The reason is that, when God comes, He changes and transforms us. Yet we are free to slow down and thwart that process of change. We are often in need of increased openness to God’s work in our lives. God indeed loves us as we are, but He loves us too much to let us remain the way we are. There is more of God that we can receive, more about Him that we can know, more of our old ways that we can cast off, more of the grace of Christ that we can live by.
God wants to come to every corner of our world and transform every aspect of our lives. Though we have received Him before, there are dark corners to which we have not yet invited Him. “O come, O come, God who is with us, come to the places where we have not yet allowed you to transform us. Come and remove the sin we still cling to; come and give us the compassion and virtue we do not yet have!”
There is always more of God to receive. To have received Him in His entirety, one would have to be God. He comes in manifold ways: through created reality and relationships, through prayer, through suffering, through acts of charity, through Scripture, through the ministers of the Church, through the fellowship of believers, and through the Sacraments. He will come again in glory, on a day we do not know, at the culmination of human history.

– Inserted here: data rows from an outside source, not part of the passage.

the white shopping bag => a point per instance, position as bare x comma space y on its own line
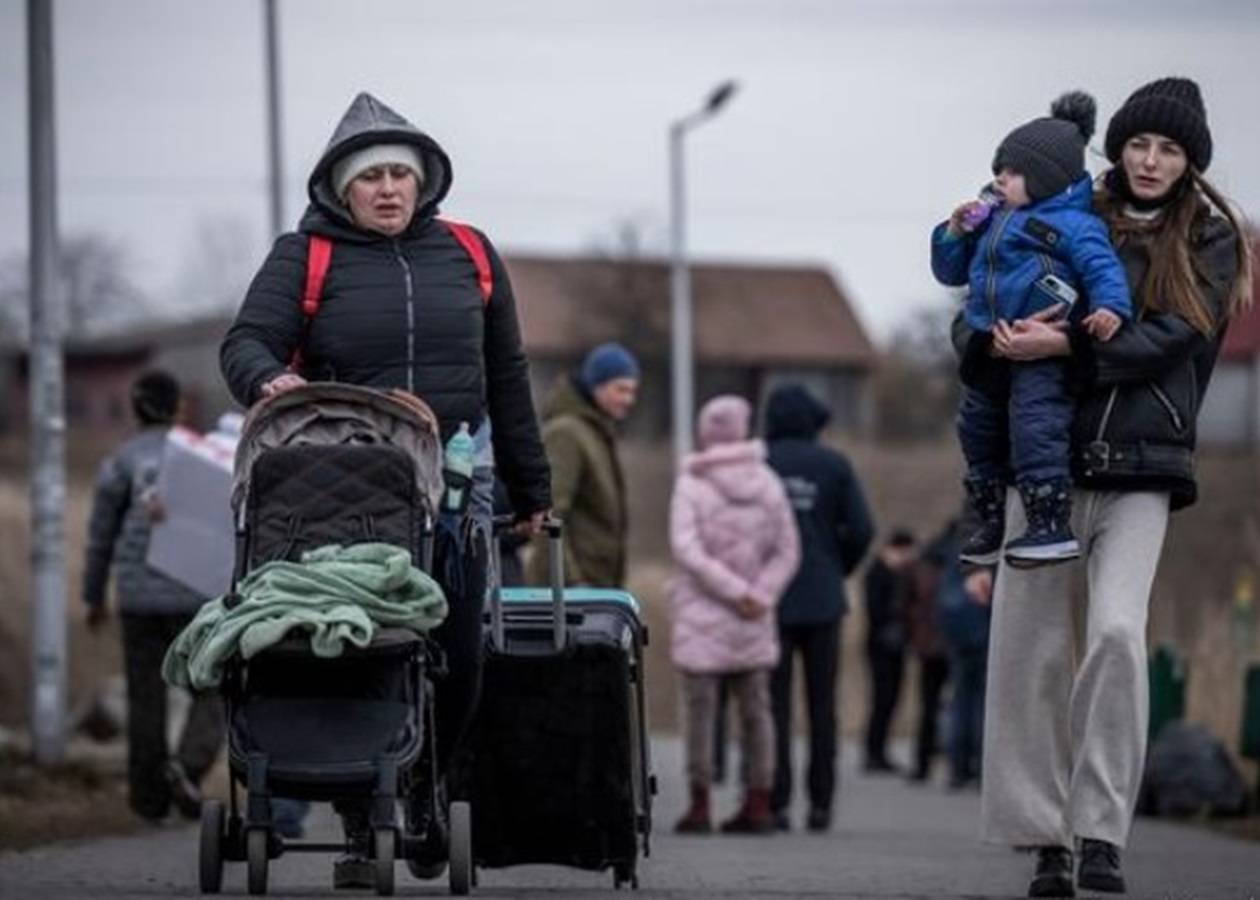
195, 540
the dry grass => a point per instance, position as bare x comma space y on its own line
67, 802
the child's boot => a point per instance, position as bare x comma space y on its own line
1048, 538
696, 821
754, 816
982, 543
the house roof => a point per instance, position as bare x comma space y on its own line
745, 314
1242, 338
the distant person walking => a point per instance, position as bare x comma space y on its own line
153, 609
886, 585
1067, 706
927, 642
411, 301
735, 546
963, 599
581, 431
836, 530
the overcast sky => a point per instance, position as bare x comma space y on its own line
858, 124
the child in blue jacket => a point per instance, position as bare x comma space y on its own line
1032, 246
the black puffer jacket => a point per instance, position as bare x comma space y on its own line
1139, 393
832, 513
402, 311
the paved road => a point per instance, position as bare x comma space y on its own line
890, 841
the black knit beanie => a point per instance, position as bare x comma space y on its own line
1172, 107
155, 397
1050, 153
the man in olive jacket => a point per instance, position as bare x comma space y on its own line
580, 431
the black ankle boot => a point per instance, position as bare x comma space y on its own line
1053, 875
1100, 867
1048, 537
985, 522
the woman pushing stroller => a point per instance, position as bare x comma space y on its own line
405, 301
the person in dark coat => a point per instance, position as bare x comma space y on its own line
406, 305
924, 627
836, 530
887, 580
153, 609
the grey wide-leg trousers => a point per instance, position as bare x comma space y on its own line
1066, 705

We ask Him to come and “ransom captive Israel.” He ransoms us personally, and He ransoms us as a society. Praying for His coming, therefore, does not mean simply waiting and looking forward to it: it means preparing. It means casting aside obstacles to Christ’s advent.
One crucial way that our society needs to prepare for the coming of the One who saves us is to work steadfastly to save one another and to eliminate all oppression of the human person. A glaring need here is to restore protection to unborn children. To claim the right to kill children through abortion is to reject the dominion of the One who comes. It is to refuse to make room for the justice He comes to bring.

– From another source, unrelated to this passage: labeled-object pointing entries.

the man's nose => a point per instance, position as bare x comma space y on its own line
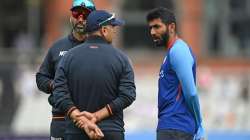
152, 31
80, 18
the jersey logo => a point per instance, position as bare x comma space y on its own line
62, 53
93, 47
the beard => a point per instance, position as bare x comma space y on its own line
79, 28
162, 41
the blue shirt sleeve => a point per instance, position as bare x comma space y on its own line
61, 94
182, 63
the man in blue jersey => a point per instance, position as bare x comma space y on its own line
179, 116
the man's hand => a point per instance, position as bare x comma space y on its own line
82, 122
90, 116
200, 135
93, 131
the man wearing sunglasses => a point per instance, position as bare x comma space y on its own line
95, 78
44, 77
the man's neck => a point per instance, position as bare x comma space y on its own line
79, 37
172, 39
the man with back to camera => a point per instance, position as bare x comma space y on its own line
95, 82
179, 116
44, 77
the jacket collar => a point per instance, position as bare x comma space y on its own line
96, 39
73, 39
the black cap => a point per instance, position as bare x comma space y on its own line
99, 18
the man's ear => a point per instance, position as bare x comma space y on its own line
172, 27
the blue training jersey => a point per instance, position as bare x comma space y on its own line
176, 84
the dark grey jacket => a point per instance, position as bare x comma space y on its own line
46, 73
91, 76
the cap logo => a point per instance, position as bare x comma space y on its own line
83, 4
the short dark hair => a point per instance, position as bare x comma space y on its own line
166, 15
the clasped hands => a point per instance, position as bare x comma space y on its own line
87, 122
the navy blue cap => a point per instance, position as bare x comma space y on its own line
87, 4
99, 18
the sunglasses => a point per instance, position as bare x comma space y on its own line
77, 13
107, 20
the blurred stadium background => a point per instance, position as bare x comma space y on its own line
217, 30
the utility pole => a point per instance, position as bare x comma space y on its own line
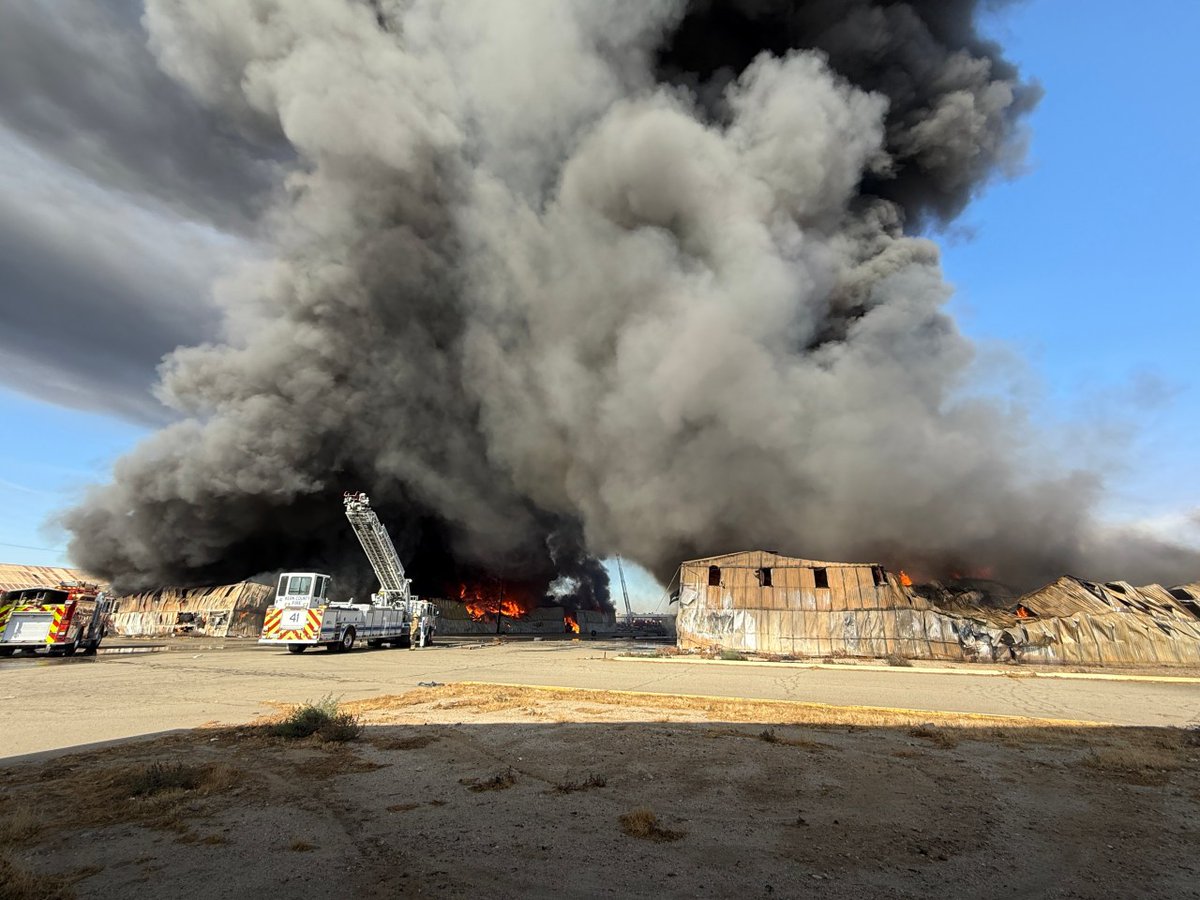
624, 591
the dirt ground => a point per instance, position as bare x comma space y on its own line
468, 790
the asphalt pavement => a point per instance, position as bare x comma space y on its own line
57, 705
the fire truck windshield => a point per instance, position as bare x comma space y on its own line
299, 585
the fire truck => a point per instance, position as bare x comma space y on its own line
304, 616
60, 621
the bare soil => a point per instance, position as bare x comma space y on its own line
513, 792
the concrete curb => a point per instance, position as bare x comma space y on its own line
918, 670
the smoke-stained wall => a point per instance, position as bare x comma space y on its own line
553, 280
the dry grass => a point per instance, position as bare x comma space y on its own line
322, 718
18, 823
939, 737
499, 781
18, 883
490, 699
645, 825
1141, 766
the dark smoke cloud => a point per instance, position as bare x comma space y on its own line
117, 190
555, 280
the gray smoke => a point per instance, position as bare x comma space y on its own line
559, 279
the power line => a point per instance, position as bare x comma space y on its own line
25, 546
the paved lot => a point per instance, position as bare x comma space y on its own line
65, 703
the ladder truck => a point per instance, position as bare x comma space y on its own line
304, 616
624, 591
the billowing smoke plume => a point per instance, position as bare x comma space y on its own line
561, 279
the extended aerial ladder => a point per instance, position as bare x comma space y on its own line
394, 586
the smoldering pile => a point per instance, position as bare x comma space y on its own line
555, 280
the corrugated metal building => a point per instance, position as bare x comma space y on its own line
15, 576
221, 611
760, 601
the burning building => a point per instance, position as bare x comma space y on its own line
761, 601
496, 611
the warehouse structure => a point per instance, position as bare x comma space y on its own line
222, 611
761, 601
15, 576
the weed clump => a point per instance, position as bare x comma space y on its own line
587, 784
645, 825
499, 781
322, 718
159, 778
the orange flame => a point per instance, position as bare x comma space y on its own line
485, 605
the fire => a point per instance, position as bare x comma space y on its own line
484, 605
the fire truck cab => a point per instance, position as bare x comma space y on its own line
60, 621
303, 616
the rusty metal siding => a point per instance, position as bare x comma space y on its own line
1075, 622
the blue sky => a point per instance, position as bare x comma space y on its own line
1084, 269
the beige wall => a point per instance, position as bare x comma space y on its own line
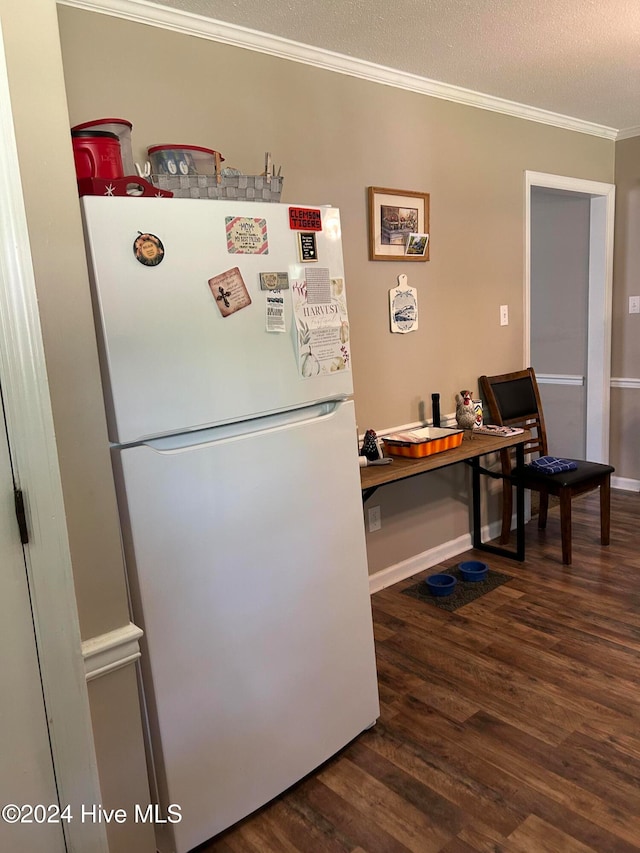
38, 100
625, 355
335, 136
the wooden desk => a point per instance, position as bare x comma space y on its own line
473, 447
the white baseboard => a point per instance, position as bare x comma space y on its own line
626, 484
111, 651
405, 569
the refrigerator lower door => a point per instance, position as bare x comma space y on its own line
247, 568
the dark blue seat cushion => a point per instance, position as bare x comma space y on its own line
583, 472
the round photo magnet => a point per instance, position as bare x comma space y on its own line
148, 249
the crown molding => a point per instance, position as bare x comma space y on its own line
186, 23
628, 133
625, 382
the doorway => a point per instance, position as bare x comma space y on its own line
28, 774
568, 282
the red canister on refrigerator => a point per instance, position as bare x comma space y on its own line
97, 154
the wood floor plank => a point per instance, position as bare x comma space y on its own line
511, 725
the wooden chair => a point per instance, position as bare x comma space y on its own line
513, 399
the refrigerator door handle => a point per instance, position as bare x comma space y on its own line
244, 429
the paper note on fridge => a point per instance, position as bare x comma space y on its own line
322, 327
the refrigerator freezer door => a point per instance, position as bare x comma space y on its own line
247, 567
170, 360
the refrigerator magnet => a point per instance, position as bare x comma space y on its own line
229, 292
148, 249
305, 219
246, 236
274, 281
275, 319
307, 249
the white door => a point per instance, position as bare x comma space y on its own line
247, 565
174, 361
26, 769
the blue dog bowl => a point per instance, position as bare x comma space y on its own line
441, 584
473, 570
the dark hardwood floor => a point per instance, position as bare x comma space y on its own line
511, 724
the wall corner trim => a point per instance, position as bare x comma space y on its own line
108, 652
143, 12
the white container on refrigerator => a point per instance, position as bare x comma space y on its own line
244, 541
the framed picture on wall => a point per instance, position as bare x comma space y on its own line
398, 225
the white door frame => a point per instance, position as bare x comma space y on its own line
35, 460
600, 298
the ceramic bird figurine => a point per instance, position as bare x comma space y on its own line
465, 415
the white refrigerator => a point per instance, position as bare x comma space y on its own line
234, 449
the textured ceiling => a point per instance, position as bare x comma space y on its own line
578, 58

The beautiful hymn “O Holy Night” sums up God’s saving work in the following verses: “Truly He taught us to love one another; His law is love and His gospel is peace. Chains shall He break, for the slave is our brother, and in His name all oppression shall cease!”
Like their forebears, the abolitionists, members of the pro-life movement draw inspiration from this verse. Indeed, preparing the way of the Lord means preparing the way for all our brothers and sisters, born and unborn. As we welcome the Child in Bethlehem, may we welcome all those for whom He came.